Men are also socialized to competitively prove their maleness.  This pressure to prove can either become an incentive to achieve and meet challenges or become a monster to which a man becomes a slave.  Frequently, the need to prove one’s maleness becomes distorted.  Making more money, driving a fast sexy car, acting tough, shooting guns, having a trophy wife or lover or more muscles all become arenas in which men are attempting to prove themselves. Or they become work machines believing they can nurture themselves by achievement.    Yet, all of this frenzy of proving may never really prove anything. 

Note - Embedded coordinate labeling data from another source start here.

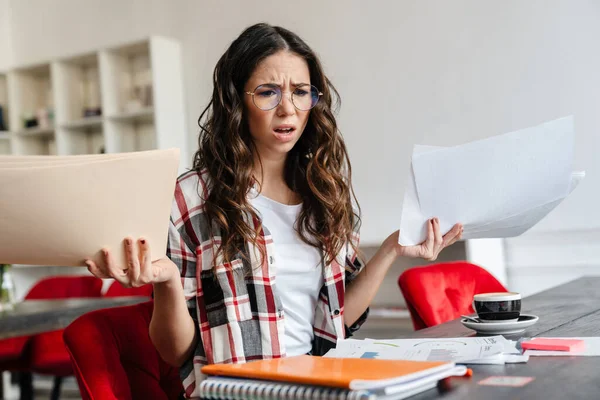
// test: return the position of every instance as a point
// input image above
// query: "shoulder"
(191, 190)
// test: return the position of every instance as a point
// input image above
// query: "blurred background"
(91, 76)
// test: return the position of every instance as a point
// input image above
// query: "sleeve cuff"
(356, 325)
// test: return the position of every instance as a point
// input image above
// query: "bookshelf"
(123, 98)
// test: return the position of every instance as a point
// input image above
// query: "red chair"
(114, 358)
(45, 353)
(442, 292)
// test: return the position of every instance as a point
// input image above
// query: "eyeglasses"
(268, 96)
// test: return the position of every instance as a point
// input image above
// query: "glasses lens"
(305, 97)
(266, 97)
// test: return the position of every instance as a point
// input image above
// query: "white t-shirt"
(299, 275)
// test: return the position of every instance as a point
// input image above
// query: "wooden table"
(572, 309)
(36, 316)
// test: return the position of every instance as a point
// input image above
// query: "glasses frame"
(319, 94)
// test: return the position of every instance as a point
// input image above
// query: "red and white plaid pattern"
(235, 306)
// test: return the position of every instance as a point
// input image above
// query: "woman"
(263, 235)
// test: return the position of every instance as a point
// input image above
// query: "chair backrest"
(116, 290)
(63, 287)
(113, 357)
(438, 293)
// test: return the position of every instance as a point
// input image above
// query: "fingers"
(95, 270)
(145, 261)
(429, 242)
(131, 260)
(137, 271)
(113, 270)
(453, 235)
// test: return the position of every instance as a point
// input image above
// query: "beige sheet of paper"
(63, 212)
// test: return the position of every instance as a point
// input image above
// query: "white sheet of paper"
(497, 177)
(60, 214)
(520, 223)
(442, 349)
(499, 223)
(592, 348)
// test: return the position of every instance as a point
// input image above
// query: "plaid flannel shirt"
(238, 315)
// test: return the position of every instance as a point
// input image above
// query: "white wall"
(6, 55)
(426, 72)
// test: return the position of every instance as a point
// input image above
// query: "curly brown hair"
(317, 168)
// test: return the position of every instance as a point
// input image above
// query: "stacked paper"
(497, 187)
(463, 350)
(59, 210)
(591, 348)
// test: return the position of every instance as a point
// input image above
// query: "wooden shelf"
(38, 132)
(84, 123)
(109, 79)
(141, 115)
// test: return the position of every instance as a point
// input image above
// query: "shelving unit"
(123, 98)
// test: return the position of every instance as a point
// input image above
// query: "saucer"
(501, 328)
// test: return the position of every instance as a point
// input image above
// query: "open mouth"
(284, 131)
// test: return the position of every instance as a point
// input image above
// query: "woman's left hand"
(432, 246)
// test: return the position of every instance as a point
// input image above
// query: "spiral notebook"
(304, 377)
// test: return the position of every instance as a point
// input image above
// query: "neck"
(271, 172)
(271, 178)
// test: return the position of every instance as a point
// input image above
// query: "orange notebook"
(346, 373)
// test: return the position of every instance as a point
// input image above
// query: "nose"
(286, 107)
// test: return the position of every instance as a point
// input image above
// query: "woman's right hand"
(139, 270)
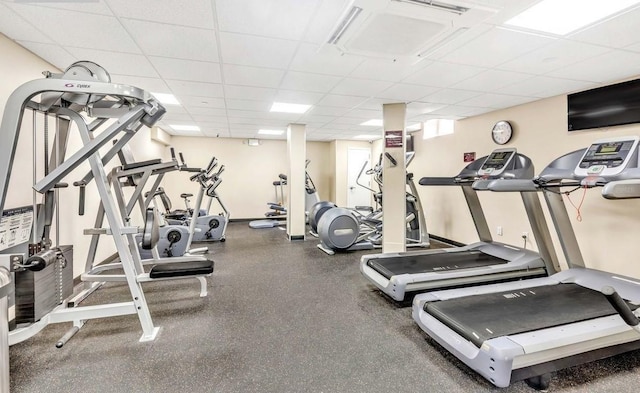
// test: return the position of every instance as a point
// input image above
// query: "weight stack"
(37, 293)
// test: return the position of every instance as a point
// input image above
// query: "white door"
(357, 195)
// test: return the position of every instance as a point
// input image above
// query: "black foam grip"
(390, 157)
(81, 200)
(620, 305)
(151, 232)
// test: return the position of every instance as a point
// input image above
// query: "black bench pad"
(181, 269)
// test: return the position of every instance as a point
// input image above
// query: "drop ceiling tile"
(281, 19)
(361, 87)
(459, 111)
(496, 101)
(309, 82)
(256, 51)
(197, 14)
(325, 17)
(251, 76)
(327, 110)
(19, 29)
(321, 119)
(90, 7)
(553, 56)
(185, 88)
(117, 62)
(342, 101)
(440, 74)
(609, 67)
(364, 114)
(491, 80)
(420, 108)
(210, 118)
(199, 110)
(255, 93)
(158, 39)
(82, 31)
(171, 117)
(54, 54)
(495, 47)
(386, 70)
(298, 97)
(403, 92)
(155, 85)
(617, 32)
(204, 102)
(187, 70)
(450, 96)
(250, 105)
(323, 60)
(545, 86)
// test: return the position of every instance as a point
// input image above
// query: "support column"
(296, 157)
(394, 179)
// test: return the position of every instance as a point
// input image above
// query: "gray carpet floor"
(280, 317)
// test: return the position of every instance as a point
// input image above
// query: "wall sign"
(393, 139)
(15, 226)
(469, 157)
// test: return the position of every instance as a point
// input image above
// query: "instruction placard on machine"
(15, 226)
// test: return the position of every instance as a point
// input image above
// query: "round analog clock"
(502, 132)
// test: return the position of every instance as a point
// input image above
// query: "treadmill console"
(497, 162)
(607, 157)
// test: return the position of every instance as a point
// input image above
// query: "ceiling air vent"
(404, 31)
(457, 9)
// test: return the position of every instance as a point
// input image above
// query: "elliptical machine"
(208, 227)
(341, 229)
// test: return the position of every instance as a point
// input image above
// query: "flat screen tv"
(606, 106)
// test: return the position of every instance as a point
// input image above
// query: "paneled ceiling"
(227, 61)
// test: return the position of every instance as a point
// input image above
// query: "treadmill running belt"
(482, 317)
(437, 262)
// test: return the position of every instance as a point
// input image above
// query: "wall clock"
(502, 132)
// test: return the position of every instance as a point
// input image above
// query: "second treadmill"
(398, 274)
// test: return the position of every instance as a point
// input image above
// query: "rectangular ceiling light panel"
(562, 17)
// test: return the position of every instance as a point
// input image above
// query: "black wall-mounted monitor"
(409, 142)
(605, 106)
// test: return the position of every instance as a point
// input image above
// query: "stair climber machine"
(401, 275)
(341, 229)
(524, 330)
(41, 269)
(277, 214)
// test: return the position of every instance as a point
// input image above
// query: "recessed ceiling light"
(289, 108)
(367, 137)
(270, 132)
(166, 98)
(372, 122)
(564, 16)
(184, 127)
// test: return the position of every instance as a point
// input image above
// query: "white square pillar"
(296, 157)
(394, 179)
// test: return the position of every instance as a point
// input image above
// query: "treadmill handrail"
(442, 181)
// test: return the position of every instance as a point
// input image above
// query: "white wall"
(247, 183)
(609, 230)
(17, 66)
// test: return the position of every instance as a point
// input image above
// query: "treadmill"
(525, 330)
(400, 275)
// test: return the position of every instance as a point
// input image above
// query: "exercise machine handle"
(621, 306)
(83, 185)
(391, 159)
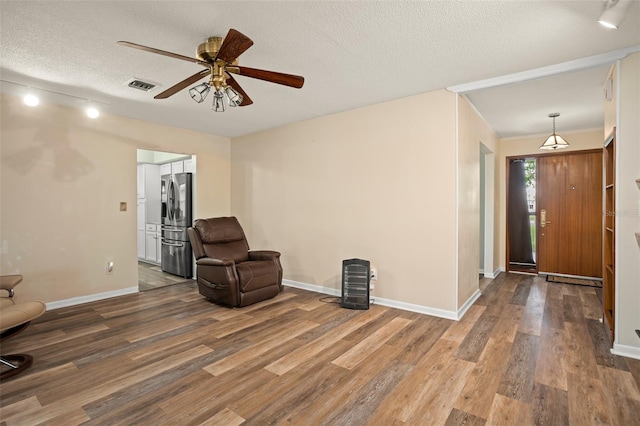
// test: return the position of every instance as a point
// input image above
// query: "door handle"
(543, 218)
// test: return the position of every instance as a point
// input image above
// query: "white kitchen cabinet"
(140, 186)
(153, 249)
(190, 165)
(151, 254)
(141, 221)
(159, 246)
(165, 169)
(149, 181)
(141, 245)
(177, 167)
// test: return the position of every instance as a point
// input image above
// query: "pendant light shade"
(554, 141)
(614, 13)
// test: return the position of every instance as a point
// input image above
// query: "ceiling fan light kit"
(614, 13)
(554, 141)
(31, 100)
(220, 57)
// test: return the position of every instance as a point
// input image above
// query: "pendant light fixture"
(554, 141)
(614, 13)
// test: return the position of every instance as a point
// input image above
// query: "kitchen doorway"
(154, 168)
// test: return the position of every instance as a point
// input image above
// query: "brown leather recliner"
(228, 273)
(15, 317)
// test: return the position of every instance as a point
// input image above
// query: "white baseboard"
(90, 298)
(624, 350)
(435, 312)
(495, 273)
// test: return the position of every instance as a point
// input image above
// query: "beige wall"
(376, 183)
(590, 139)
(63, 176)
(628, 203)
(472, 131)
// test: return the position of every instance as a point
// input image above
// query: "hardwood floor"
(527, 352)
(151, 277)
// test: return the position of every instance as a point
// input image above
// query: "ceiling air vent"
(140, 85)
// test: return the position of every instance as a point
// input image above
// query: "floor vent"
(140, 85)
(355, 283)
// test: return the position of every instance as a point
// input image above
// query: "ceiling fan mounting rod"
(208, 50)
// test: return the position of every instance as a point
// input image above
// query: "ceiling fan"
(220, 58)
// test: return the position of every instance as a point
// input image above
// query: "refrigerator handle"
(170, 199)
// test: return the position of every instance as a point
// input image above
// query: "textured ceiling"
(351, 54)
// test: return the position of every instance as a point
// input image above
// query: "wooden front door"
(569, 211)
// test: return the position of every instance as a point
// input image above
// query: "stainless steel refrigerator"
(175, 197)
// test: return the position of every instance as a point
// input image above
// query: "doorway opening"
(156, 248)
(521, 215)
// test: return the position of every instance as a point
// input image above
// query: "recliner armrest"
(263, 255)
(209, 261)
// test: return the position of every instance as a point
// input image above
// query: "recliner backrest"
(223, 237)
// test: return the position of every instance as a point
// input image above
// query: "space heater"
(355, 283)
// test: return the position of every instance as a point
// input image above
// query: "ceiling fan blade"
(183, 84)
(246, 100)
(271, 76)
(162, 52)
(234, 45)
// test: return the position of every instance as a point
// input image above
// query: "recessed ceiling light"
(92, 112)
(31, 99)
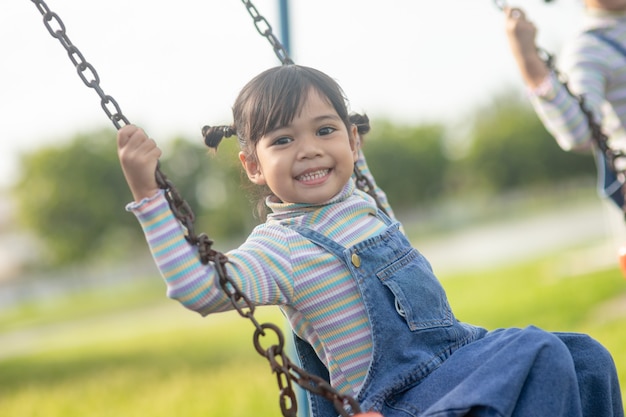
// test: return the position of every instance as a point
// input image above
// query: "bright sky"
(176, 66)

So what does is a  real man to do?  Maybe he just stops doing and starts being a man. Since I’m just another man who is stuck too, I don’t have the answer to this very important question but I may have some clues.  There is a balance that is crucial to being a man, a balance between many opposites.  For example, the balance between being task oriented and relationship oriented is one dynamic. Another involves the balance between work and play; being active and resting; strong and sensitive; being serious and being humorous; being worldly and being spiritual; having outer strength as well as inner strength. 

A real man needs to have resources, plenty of them. Resources that are appropriate to all the experiences and situations in which men find themselves.  Being a real man means prevailing over what life dishes out. Maybe prevailing means holding on or letting go of control and the wisdom to know when to do which. This is the male paradox of power. For situations in life over which we do not have power, for example,  when faced with life’s many losses, illness or dying, acting powerfully may mean to have courage or spiritual power or humor.  Maybe courage means really stepping into the experience and being fully present. This is the paradoxical power of mindfulness. 

A wise man once told me that “irony is the driving force of the universe.”  If this is so then we are faced with the irony of having to prevail over what we can’t control. Maybe a man without a magazine needs to learn how to dance.